The meeting is my idea,which means I control the terms.

I have Igor pass the message through the appropriate channels—neutral ground, a restaurant in Midtown that neither of us owns, public enough that no one does anything rash, private enough that the conversation can be real. I’m not naive about what Fedor is. I’m also not naive about what a prolonged conflict costs, in resources and attention and the kind of exposure that invites problems from directions that have nothing to do with either of us. If there is a version of this that ends without bodies, I’m willing to hear it. If there isn’t, I will know that too, and knowing it cleanly is worth the cost of the attempt.

Igor advises caution when I tell him. Not against the meeting itself—he understands the logic—but against expectation. “Fedor spent seven years becoming someone new,” he says, which is a diplomatic way of saying that the man who comes to a peace meeting is not necessarily a man who wants peace.

“I understand this, Igor.” And I go anyway, because I have found that the best intelligence about a man’s intentions comesfrom watching him refuse something, and I want to watch Fedor refuse this.

I arrive ten minutes early, which is my habit. I take the table with my back to the wall and the door in my sightline, which is also my habit, the kind of habit that stops feeling like a choice after enough years and simply becomes the way you move through rooms. Igor takes the chair to my left. We do not discuss what we are watching for. After all this time together, we don’t need to.

What I don’t expect is Yuri Snigir.

I know Snigir by reputation, which is the polite way of saying I know what he is and have always considered him someone else’s problem. He came up under a Georgian operation before Fedor absorbed it, and he brought with him the arrogance of a man who has been promoted past his judgment and has not yet encountered the consequences of that.

He is broad, loud in the way that insecure men are loud, and possesses the type of boldness that exists only because no one has yet removed his reasons for it. He walks into the restaurant twelve minutes late, which is a message, and sits down across from me without greeting, which is another one.

Igor’s stillness sharpens by a degree I would only notice if I knew what to look for.

“Fedor sends his regards,” Snigir says in Russian, with the smile of a man delivering a joke only he finds funny.
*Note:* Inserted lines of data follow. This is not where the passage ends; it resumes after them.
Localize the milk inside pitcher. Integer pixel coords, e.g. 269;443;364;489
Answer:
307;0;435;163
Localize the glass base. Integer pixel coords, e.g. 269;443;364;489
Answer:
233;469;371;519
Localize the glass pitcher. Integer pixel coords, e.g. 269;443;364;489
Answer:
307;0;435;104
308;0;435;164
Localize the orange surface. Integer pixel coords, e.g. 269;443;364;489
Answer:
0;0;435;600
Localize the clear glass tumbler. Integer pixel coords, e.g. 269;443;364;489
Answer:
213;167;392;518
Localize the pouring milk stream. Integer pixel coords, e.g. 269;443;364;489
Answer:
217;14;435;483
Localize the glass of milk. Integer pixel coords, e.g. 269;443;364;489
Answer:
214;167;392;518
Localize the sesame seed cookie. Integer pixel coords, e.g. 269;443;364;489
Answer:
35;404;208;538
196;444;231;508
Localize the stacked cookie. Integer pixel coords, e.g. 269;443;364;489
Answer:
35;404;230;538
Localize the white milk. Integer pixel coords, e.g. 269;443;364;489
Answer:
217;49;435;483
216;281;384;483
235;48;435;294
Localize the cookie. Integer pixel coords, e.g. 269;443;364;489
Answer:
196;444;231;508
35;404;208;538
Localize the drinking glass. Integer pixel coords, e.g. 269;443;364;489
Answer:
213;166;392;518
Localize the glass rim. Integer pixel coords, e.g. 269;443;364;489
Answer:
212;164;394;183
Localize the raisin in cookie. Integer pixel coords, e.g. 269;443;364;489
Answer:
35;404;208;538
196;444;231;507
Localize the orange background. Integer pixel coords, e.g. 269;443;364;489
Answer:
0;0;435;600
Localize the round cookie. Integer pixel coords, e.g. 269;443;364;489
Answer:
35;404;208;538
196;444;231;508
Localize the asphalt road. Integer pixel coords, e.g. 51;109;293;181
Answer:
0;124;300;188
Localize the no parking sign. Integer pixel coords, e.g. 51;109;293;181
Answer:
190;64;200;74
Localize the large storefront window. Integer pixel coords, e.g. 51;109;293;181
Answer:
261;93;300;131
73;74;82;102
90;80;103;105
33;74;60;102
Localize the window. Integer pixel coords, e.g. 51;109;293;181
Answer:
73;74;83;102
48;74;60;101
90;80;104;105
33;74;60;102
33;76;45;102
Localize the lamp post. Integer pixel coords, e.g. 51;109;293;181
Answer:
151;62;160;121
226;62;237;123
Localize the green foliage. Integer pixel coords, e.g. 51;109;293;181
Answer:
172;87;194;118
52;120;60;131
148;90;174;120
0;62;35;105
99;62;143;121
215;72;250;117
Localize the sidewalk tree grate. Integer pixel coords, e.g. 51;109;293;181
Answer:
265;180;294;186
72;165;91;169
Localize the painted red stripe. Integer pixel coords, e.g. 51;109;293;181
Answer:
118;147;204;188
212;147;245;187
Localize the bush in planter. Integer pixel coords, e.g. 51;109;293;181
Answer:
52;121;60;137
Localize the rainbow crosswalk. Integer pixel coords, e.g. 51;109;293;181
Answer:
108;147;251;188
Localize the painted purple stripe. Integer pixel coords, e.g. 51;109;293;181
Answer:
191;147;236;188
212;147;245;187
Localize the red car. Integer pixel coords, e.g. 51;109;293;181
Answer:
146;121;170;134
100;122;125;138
“Fedor sends you,” I say. “That is not the same thing as regards.”

Snigir shrugs, broad shoulders lifting and dropping with the elaborate indifference of a performance. He picks up the menu, looks at it, sets it down. Making himself comfortable. Makinga point of making himself comfortable, which is the move of a man who has been told he has leverage and is testing how much. “He’s a busy man. You understand.”

“I understand that he received my proposal and chose not to respond to it personally. That tells me what I need to know about his intentions.”
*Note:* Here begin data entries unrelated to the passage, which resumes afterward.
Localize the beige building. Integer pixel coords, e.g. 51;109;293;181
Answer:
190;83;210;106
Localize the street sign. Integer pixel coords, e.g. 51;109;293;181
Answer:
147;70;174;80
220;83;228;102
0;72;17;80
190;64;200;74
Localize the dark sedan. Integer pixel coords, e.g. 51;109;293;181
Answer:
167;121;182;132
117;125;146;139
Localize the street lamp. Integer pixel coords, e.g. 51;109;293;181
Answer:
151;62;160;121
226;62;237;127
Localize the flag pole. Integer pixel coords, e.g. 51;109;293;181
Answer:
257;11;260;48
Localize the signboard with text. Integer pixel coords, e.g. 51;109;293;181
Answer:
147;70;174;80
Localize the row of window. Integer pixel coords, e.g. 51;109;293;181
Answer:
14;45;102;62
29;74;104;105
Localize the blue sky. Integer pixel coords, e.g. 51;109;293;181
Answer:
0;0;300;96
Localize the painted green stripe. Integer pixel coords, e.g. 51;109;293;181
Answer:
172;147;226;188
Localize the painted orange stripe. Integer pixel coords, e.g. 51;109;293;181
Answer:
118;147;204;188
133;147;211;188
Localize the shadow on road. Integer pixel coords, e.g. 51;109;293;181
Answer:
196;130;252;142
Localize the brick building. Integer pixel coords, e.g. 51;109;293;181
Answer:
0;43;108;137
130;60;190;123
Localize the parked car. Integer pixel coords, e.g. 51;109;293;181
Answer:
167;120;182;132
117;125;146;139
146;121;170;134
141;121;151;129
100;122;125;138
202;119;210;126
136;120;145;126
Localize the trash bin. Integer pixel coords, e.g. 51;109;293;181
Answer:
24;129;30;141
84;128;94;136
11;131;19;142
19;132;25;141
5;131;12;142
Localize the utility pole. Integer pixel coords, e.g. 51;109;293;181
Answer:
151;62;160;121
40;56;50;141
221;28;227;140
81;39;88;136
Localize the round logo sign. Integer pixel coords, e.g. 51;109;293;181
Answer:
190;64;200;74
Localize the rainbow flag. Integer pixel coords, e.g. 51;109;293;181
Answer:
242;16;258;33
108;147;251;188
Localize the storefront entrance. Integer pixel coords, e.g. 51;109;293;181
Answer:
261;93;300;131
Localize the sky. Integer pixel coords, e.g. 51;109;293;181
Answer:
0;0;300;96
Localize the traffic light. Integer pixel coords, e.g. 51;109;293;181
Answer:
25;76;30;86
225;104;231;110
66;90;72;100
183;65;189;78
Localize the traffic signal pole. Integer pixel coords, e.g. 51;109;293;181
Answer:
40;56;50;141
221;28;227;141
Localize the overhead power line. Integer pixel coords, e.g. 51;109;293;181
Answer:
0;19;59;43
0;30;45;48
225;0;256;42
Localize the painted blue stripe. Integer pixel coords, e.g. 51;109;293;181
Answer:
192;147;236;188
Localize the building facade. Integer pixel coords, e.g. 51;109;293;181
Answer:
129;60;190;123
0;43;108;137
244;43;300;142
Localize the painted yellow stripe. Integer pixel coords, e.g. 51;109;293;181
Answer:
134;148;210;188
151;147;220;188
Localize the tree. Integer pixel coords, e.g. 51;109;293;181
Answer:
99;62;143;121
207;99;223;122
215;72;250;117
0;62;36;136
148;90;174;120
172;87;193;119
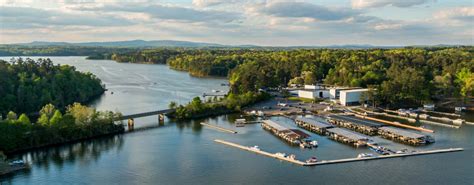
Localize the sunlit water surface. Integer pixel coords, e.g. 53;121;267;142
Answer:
0;57;474;184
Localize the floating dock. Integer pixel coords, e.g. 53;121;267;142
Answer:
329;114;383;136
214;139;464;166
214;139;308;166
201;122;237;134
295;117;334;135
355;114;434;133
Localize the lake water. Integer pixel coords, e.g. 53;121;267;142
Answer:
0;57;474;184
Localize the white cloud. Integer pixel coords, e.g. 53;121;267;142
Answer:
0;0;474;45
351;0;434;8
257;2;359;21
434;7;474;21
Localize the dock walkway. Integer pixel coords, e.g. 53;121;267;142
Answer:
201;122;237;134
214;139;464;166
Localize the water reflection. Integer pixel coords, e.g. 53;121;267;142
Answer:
25;135;124;169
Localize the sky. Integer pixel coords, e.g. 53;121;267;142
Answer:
0;0;474;46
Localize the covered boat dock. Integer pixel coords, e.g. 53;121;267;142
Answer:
327;128;369;146
295;117;334;135
329;115;383;136
378;127;435;146
262;120;309;144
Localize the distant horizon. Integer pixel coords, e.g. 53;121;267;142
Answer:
0;39;474;47
0;0;474;47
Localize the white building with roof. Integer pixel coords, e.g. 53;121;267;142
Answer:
339;89;369;106
298;89;329;99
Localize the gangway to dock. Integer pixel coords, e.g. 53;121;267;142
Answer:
214;139;464;166
201;122;237;134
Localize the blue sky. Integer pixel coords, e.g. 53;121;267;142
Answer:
0;0;474;46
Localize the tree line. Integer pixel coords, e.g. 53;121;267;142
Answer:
0;58;105;115
168;47;474;107
0;103;124;153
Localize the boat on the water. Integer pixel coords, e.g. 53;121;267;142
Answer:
275;152;286;157
250;145;260;151
357;153;374;158
306;156;318;163
287;154;296;160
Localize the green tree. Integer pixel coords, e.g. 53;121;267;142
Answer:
49;110;63;126
18;114;31;125
168;101;178;109
456;68;474;97
40;104;56;119
7;111;18;121
66;103;95;125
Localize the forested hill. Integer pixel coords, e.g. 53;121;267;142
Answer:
168;47;474;107
0;59;104;115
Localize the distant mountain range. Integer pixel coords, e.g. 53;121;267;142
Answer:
3;40;462;49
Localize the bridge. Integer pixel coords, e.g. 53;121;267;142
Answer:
115;109;176;130
116;109;175;121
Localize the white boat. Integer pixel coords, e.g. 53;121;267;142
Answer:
275;152;286;157
357;153;374;158
287;154;296;160
454;107;466;112
250;145;260;151
306;157;318;163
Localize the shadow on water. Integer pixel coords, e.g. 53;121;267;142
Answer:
0;135;124;184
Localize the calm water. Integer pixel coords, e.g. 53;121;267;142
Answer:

“His intentions are flexible,” Snigir says. “Depending on conditions.”

“What conditions?”

He reaches for the bread in the center of the table, tears off a piece. “Fedor feels that the situation between you has certain imbalances. Things that were taken from him that haven’t been accounted for.” He chews, unhurried, enjoying the performance. “He’s a reasonable man. He’s open to a conversation about rebalancing.”

“He’s open to a conversation,” I say, “but not open enough to have it himself.”

Snigir smiles again. It doesn’t improve his face. “He wanted to get a sense of where your head is at first. Understandable, given everything.” He leans back in his chair, comfortable as a man in his own kitchen. “You’ve been distracted lately. People notice these things.”

“People notice a great many things that are not their concern.”